Training and Evaluating Agents
Once you have installed BEHAVIOR and its dependencies, you are ready to evaluate your agents on the benchmark. To be evaluated, agents have to be instantiated as objects of the class Agent
or derived. We have created an initial derived class CustomAgent
in behavior/benchmark/agents/users_agent.py
to be fulfilled for your agent. The minimal functionality necessary for your agent is a reset
function and the act
action that provides actions at each timestep, given an observation from the environment.
Once your agent is implemented as derived from the Agent
class, you can evaluate it in BEHAVIOR activities. The way to do it will depend on your type of installation: manual or Docker installation. In the following, we include instructions for evaluation for both installation types.
Evaluating an agent on BEHAVIOR after a manual installation
To evaluate locally, use the functionalities in behavior/benchmark/behavior_benchmark.py
. As an example, the following code benchmarks a random agent on a single activity indicated in the specified environment config file:
export CONFIG_FILE=path/to/your/config/for/example/behavior/configs/behavior_onboard_sensing.yaml
export OUTPUT_DIR=path/to/your/output/dir/for/example/tmp
python -m behavior.benchmark.behavior_benchmark
Once you have implemented your agent in the class CustomAgent
, you can evaluate it instead of the random agent by changing the last command by:
python -m behavior.benchmark.behavior_benchmark --agent-class Custom
The code in behavior_benchmark.py
can be used to evaluate an agent following the official setup benchmark rules: the agent is evaluated in the indicated activity/activities for nine instances of increasing complexity: three instances of the activity that were available for training, three instances where everything is the same as in training but the small objects change the objects initial locations, and three instances where the furniture in the scenes is also different. The code runs the benchmark metrics and saves the values on files in the OUTPUT_DIR
.
The example above evaluates the random agent in a single activity specified in the environment’s config file. However, you can select the activity you want to benchmark the agent on with the option --split
and the name of the activity (check all activities here and video examples here), or benchmark on the entire set of 100 activities by specifying --split dev
or --split test
, to use developing or test activity instances.

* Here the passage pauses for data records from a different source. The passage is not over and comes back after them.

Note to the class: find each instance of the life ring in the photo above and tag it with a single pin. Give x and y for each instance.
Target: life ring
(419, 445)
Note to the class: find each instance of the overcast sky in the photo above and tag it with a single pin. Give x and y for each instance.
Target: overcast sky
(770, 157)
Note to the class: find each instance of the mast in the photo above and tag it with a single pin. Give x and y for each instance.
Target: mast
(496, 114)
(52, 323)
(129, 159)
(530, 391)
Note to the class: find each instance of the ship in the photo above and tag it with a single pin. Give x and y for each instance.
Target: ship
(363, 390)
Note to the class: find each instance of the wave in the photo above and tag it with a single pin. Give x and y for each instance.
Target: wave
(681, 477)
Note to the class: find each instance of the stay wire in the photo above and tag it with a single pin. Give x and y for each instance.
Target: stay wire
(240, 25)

For example, to benchmark a provided PPO agent (reinforcement learning) loading a specific policy checkpoint only for the activity cleaning_toilet
, you can execute:
export CONFIG_FILE=path/to/your/config/for/example/behavior/configs/behavior_onboard_sensing.yaml
export OUTPUT_DIR=path/to/your/output/dir/for/example/tmp
python -m behavior.benchmark.behavior_benchmark --agent-class PPO --ckpt-path /tmp/my_checkpoint --split cleaning_toilet
We provide pretrained checkpoints in behavior/benchmark/agents/checkpoints
. Due to refactoring changes in the BehaviorRobot
, the dimensionality of the action space may have changed.
Evaluating on a single activity instance
Instead of evaluating agents following the benchmark rules (nine instances per activity), you can also evaluate in one or a custom set of activity instances by calling directly the method BehaviorBenchmark.evaluate_agent_on_one_activity
and providing a list of instances.
Evaluating an agent on BEHAVIOR after a Docker installation
We provide several scripts to evaluate agents on minival
and dev
splits. The minival
split serves to evaluate on a single activity. The following code evaluates a random agent on the minival
split using a local docker image:
./benchmark/scripts/test_minival_docker.sh --docker-name my_submission --dataset-path my/path/to/dataset
where my_submission
is the name of the docker image, and my/path/to/dataset
corresponds to the path to the iGibson and BEHAVIOR Datasets, and the igibson.key
obtained following the installation instructions.
You can also evaluate locally for the dev
split (all activities) by executing:
./benchmark/scripts/test_dev_docker.sh --docker-name my_submission --dataset-path my/path/to/dataset
Both scripts call behavior/benchmark/scripts/evaluate_agent.sh
. You can modify this script, or the docker scripts to evaluate your agent.
Submitting to the BEHAVIOR public leaderboard on EvalAI
If you use the Docker installation, you can submit your solution to be evaluated and included in the public leaderboard. For that, you first need to register for our benchmark on EvalAI here. You should follow the instructions in the submit
tab on EvalAI that we summarize here:
# Installing EvalAI Command Line Interface
pip install "evalai>=1.2.3"
# Set EvalAI account token
evalai set_token <your EvalAI participant token>
# Push docker image to EvalAI docker registry
evalai push my_submission:latest --phase <track-name>
There are two valid benchmark tracks depending if your agent uses only onboard sensing or assumes full observability: behavior-test-onboard-sensing-1190
, behavior-test-full-observability-1190
.
Once we receive your submission, we evaluate and return the results.
Due to the time and resource consuming evaluation process, each participant is restricted to submit once per week, maximum 4 times per month.